34 Regression models: multiple predictors

So far, we fitted regressions with a single predictor, like the following Gaussian model of reaction times from Chapter 27 using the data from Tucker et al. (2019):

\[ \begin{aligned} RT_i & \sim Gaussian(\mu_i, \sigma)\\ \mu_i & = \beta_0 + \beta_1 \cdot w_i\\ \end{aligned} \]

The categorical predictor \(W\) (IsWord in the data) has two levels (TRUE and FALSE), so there is one intercept and one coefficient for the dummy variable \(w_i\): \(\beta_0\) and \(\beta_1\). In most context, however, you will want to investigate the effects of more than one predictor. Regression models can be fit with multiple predictors. Traditionally, regression models with a single predictor were called “simple regression” and models with more than one “multiple regression”, but it doesn’t make sense to have a specific name: they are all regression models. In this chapter, we will discuss regression models with two categorical predictors.

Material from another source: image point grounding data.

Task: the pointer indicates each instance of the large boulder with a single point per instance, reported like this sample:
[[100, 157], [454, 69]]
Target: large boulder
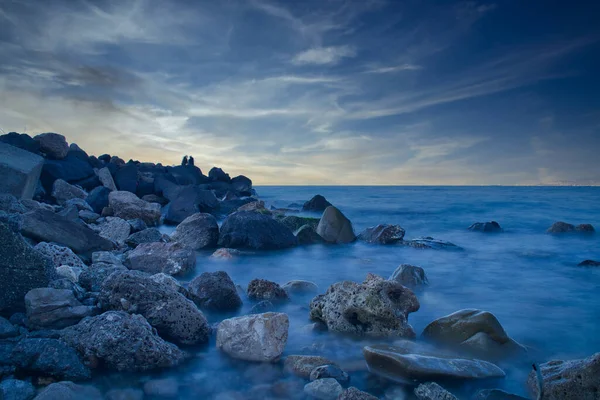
[[382, 234], [215, 291], [334, 227], [253, 230], [20, 171], [474, 331], [258, 337], [127, 205], [22, 269], [198, 231], [170, 258], [122, 342], [49, 308], [376, 308], [174, 317], [46, 226], [568, 380]]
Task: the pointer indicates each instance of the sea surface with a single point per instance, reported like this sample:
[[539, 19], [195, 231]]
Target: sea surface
[[527, 278]]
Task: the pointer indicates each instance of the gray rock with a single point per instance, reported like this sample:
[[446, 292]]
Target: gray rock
[[170, 258], [259, 337], [49, 357], [382, 234], [198, 231], [395, 364], [323, 389], [334, 227], [376, 308], [167, 310], [22, 268], [253, 230], [20, 171], [568, 380], [45, 226], [433, 391], [214, 291], [127, 205], [122, 342], [410, 276]]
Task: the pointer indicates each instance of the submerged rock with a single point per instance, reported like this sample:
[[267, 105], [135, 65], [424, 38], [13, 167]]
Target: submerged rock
[[258, 337], [376, 308]]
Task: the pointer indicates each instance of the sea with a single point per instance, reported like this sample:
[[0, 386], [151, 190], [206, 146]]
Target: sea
[[527, 278]]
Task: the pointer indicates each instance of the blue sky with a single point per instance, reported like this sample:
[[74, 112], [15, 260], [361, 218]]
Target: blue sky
[[315, 91]]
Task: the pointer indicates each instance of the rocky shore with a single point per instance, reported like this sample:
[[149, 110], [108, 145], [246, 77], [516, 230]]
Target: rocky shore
[[92, 287]]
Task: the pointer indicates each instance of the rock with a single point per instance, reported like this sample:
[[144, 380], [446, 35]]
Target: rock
[[106, 178], [255, 231], [376, 308], [22, 268], [568, 380], [53, 145], [14, 389], [170, 258], [261, 289], [45, 226], [69, 391], [382, 234], [49, 357], [299, 287], [127, 205], [302, 366], [114, 229], [487, 227], [433, 391], [395, 364], [122, 342], [330, 371], [323, 389], [318, 203], [214, 291], [149, 235], [59, 255], [334, 227], [353, 393], [20, 171], [167, 310], [53, 308], [410, 276], [259, 337], [198, 231], [475, 331]]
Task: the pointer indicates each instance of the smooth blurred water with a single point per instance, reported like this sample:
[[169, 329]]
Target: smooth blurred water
[[529, 279]]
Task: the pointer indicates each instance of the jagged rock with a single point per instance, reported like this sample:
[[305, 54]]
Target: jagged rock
[[334, 227], [255, 231], [198, 231], [173, 316], [376, 307], [410, 276], [214, 291], [568, 380], [49, 357], [22, 268], [122, 342], [170, 258], [258, 337], [475, 331]]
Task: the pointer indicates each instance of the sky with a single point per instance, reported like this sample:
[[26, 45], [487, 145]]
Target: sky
[[323, 92]]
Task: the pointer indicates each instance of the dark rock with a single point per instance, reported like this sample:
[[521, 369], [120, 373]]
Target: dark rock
[[215, 291], [255, 231], [318, 203], [382, 234]]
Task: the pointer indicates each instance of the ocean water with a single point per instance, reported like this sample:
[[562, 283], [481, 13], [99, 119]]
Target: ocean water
[[529, 279]]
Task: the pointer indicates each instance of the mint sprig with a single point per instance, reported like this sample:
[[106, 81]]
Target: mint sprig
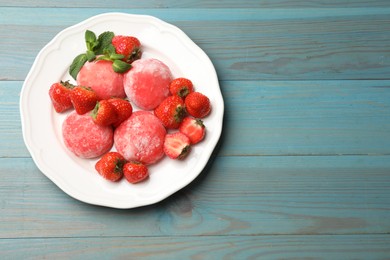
[[118, 65], [101, 45]]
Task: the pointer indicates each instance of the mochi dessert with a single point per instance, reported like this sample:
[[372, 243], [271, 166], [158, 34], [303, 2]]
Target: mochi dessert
[[84, 138], [146, 84], [99, 76], [141, 138]]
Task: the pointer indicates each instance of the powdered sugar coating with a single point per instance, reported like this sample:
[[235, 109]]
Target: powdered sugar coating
[[141, 138], [100, 76], [84, 138], [146, 84]]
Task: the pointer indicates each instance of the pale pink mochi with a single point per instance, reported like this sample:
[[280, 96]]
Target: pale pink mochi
[[147, 83], [99, 76], [84, 138], [140, 138]]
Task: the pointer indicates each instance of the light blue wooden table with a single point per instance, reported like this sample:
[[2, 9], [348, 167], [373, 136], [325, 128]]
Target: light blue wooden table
[[302, 169]]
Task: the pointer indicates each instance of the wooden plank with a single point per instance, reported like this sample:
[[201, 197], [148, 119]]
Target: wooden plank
[[196, 4], [322, 43], [271, 118], [236, 247], [233, 196]]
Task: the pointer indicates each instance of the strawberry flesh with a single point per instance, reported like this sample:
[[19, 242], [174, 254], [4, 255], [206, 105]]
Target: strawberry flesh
[[193, 128], [177, 145]]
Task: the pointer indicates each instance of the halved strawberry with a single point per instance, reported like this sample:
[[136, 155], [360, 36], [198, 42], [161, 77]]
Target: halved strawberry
[[110, 166], [104, 113], [181, 87], [123, 108], [193, 128], [135, 172], [83, 99], [128, 46], [176, 145], [171, 111], [59, 93], [198, 105]]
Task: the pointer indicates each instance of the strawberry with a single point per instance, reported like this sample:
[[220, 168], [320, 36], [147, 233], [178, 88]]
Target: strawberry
[[104, 113], [123, 109], [197, 104], [83, 99], [128, 46], [135, 171], [59, 94], [176, 145], [110, 166], [193, 128], [171, 111], [181, 87]]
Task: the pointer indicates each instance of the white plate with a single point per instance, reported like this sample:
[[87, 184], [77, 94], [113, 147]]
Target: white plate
[[41, 124]]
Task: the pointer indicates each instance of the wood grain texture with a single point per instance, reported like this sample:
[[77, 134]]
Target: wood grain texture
[[302, 170], [268, 247], [272, 118], [256, 45], [196, 4], [255, 196]]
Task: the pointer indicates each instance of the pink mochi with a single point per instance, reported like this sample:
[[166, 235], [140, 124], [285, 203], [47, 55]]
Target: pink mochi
[[99, 76], [141, 138], [147, 83], [84, 138]]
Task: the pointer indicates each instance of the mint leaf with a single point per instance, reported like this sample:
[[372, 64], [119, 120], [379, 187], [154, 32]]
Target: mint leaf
[[90, 55], [90, 40], [76, 65], [120, 66], [104, 41]]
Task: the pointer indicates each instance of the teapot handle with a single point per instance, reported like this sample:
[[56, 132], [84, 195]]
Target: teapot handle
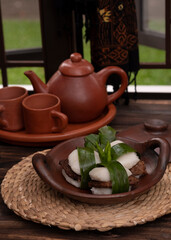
[[106, 72]]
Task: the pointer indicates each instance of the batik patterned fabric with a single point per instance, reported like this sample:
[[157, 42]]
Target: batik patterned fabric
[[114, 35]]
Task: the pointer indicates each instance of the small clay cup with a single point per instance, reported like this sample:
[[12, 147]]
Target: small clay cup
[[42, 114], [11, 117]]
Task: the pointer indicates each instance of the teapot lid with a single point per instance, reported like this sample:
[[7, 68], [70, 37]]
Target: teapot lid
[[76, 66]]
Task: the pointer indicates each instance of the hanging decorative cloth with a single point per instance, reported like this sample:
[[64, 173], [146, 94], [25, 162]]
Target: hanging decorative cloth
[[112, 30]]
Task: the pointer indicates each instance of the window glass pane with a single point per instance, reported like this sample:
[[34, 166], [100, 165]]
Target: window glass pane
[[151, 55], [154, 15], [154, 77], [21, 24]]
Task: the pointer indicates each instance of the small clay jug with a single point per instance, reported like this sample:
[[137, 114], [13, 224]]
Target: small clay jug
[[82, 91]]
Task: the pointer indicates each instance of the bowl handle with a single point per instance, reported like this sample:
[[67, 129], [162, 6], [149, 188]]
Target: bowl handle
[[164, 153]]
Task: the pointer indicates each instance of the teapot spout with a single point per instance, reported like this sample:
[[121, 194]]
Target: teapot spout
[[38, 85]]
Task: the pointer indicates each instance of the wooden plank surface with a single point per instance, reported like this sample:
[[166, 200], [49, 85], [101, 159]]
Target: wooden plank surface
[[14, 227]]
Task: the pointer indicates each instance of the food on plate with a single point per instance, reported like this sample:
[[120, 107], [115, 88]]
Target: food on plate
[[104, 165]]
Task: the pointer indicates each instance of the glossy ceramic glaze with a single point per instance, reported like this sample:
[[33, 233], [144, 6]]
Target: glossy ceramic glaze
[[82, 91], [49, 170], [42, 114], [51, 139], [11, 116]]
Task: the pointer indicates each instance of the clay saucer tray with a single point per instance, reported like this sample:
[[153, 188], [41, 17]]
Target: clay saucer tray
[[49, 170], [72, 130], [28, 196]]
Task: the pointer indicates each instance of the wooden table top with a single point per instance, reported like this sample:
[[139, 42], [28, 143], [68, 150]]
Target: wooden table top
[[14, 227]]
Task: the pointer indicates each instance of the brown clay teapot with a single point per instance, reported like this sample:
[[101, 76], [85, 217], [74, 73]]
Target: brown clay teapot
[[82, 91]]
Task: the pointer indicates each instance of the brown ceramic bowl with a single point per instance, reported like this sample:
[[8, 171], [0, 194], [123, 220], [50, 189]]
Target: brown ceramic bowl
[[49, 170]]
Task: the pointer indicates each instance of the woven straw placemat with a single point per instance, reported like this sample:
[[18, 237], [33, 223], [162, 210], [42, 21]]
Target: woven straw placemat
[[29, 197]]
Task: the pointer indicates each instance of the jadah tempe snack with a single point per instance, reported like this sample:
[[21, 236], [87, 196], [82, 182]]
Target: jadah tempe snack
[[104, 165]]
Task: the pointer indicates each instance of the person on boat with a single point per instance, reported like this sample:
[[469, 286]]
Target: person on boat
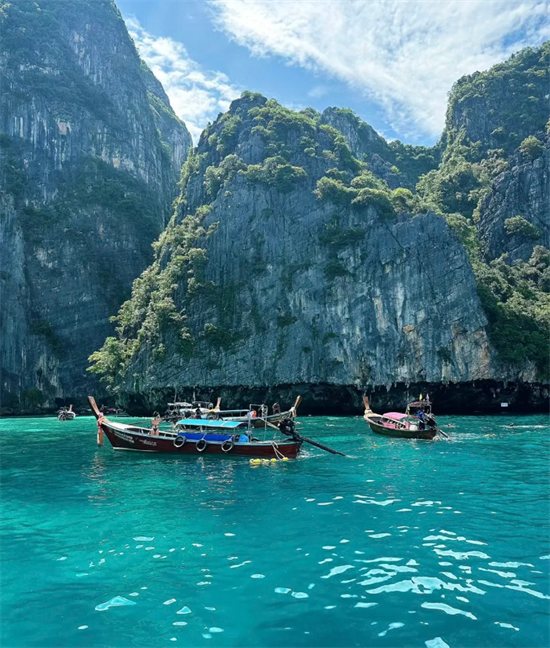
[[155, 424]]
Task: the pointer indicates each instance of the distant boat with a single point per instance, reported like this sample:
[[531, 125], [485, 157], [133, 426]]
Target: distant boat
[[203, 436], [65, 414], [403, 426]]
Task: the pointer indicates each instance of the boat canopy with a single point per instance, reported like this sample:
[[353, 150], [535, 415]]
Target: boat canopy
[[209, 423]]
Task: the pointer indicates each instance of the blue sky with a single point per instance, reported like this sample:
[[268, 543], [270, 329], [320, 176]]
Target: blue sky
[[391, 61]]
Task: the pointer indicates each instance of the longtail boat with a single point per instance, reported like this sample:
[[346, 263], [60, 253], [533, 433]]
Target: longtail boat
[[65, 414], [403, 426], [202, 436], [258, 414]]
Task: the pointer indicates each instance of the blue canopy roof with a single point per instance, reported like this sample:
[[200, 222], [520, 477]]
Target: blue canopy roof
[[211, 424]]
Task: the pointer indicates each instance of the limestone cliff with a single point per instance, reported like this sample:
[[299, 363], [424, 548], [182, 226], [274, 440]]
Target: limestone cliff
[[306, 254], [289, 262], [90, 153]]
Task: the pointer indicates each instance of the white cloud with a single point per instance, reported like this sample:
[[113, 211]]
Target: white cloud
[[402, 54], [318, 91], [196, 95]]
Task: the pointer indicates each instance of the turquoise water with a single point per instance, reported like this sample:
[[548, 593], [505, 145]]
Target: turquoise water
[[403, 543]]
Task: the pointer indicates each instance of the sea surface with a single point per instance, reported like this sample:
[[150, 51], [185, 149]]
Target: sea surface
[[400, 544]]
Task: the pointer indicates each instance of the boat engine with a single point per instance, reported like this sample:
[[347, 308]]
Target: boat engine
[[287, 426]]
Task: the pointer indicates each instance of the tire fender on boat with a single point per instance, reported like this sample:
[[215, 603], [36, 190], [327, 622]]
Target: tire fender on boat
[[228, 445]]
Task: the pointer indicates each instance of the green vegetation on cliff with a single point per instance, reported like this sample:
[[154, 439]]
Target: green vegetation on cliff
[[262, 149]]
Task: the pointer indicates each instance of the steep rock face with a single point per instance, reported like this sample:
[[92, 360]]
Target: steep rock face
[[500, 107], [296, 268], [90, 152], [523, 191], [400, 165]]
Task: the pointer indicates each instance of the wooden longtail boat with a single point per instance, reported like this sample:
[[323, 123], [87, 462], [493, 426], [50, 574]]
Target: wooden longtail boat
[[65, 414], [258, 414], [195, 436], [396, 424]]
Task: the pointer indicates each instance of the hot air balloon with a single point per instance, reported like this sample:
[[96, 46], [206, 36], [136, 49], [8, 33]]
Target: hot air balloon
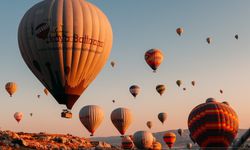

34.1 Two categorical predictors

To illustrate how to fit and interpret models with two categorical predictors, we will use the winter2012/polite.csv data from Winter and Grawunder (2012). The data contains several acoustic measures from the speech of Korean speakers. The participants of the study were asked to make a request imagining they were speaking either to a friend or to someone of higher status, thus producing speech in both an informal and polite condition, respectively. This is coded in the attitude column of the polite data, which we read in the code below.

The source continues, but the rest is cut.